# Convert the unformatted Glaive dataset to ShareGPT


In [2]:
%load_ext autoreload
%autoreload 2
import lilac as ll

ll.set_project_dir('./data')

if not ll.has_dataset('local', 'glaive-function-calling-v2'):
  ll.from_huggingface(
    'glaiveai/glaive-function-calling-v2',
    'local',
    'glaive-function-calling-v2',
  )

ds = ll.get_dataset('local', 'glaive-function-calling-v2')

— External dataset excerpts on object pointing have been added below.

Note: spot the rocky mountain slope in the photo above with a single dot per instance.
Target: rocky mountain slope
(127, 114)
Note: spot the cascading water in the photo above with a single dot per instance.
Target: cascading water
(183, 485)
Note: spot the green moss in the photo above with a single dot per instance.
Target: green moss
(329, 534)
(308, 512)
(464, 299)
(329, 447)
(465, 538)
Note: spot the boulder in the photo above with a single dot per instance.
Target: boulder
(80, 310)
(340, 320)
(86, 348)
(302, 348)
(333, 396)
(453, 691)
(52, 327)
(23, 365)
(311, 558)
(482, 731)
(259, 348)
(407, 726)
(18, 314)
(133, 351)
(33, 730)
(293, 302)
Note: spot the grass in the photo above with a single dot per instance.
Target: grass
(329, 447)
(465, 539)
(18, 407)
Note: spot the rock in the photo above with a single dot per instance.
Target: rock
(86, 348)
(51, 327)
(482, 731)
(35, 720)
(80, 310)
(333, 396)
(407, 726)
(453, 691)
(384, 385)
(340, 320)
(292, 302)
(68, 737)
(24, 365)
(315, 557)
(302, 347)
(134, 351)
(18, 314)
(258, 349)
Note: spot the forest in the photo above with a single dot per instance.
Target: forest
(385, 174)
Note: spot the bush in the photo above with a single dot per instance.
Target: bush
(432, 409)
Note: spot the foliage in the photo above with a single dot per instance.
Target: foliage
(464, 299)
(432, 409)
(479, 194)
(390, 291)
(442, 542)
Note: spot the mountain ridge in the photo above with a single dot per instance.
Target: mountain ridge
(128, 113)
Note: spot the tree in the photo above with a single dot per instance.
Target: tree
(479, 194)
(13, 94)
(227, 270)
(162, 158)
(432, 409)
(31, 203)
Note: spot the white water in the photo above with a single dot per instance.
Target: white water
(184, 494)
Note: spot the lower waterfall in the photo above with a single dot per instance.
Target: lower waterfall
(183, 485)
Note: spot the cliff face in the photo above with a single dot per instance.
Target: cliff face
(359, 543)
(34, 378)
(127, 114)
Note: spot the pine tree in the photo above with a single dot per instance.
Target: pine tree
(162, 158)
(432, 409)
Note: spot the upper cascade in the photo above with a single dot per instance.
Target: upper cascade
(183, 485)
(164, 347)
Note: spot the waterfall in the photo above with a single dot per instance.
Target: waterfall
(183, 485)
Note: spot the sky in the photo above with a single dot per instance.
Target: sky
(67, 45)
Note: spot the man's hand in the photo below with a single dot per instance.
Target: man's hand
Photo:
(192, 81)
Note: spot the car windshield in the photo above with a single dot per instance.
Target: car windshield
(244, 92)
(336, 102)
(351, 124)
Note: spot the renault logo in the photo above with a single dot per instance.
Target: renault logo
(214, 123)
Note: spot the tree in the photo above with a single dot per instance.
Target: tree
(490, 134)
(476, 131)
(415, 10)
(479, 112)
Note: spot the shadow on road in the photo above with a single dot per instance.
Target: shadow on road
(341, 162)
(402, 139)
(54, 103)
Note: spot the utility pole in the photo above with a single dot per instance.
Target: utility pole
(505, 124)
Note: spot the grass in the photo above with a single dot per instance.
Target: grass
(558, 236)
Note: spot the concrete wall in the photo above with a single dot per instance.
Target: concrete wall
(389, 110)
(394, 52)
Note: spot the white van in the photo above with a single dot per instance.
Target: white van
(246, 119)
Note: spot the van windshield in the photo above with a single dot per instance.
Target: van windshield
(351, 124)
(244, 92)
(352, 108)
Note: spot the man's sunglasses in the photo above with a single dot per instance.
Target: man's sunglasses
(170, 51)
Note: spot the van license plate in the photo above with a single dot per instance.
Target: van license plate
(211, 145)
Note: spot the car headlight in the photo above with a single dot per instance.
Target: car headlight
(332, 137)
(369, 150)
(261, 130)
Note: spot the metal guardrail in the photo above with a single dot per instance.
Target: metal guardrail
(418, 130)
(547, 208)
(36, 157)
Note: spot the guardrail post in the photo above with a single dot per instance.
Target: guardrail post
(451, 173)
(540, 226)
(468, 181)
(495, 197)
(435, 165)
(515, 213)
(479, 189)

  from .autonotebook import tqdm as notebook_tqdm


In [6]:
import re

GLAIVE_ROLES = ['USER', 'ASSISTANT', 'FUNCTION RESPONSE']
GLAIVE_TO_SHAREGPT_ROLE = {
  'SYSTEM': 'system',
  'USER': 'human',
  'ASSISTANT': 'gpt',
  'FUNCTION RESPONSE': 'tool',
}


# The split regex is a role, plus semicolon and space. For example
# "USER: " or "FUNCTION RESPONSE: ".
split_re = re.compile(r'({}): '.format('|'.join(GLAIVE_ROLES)))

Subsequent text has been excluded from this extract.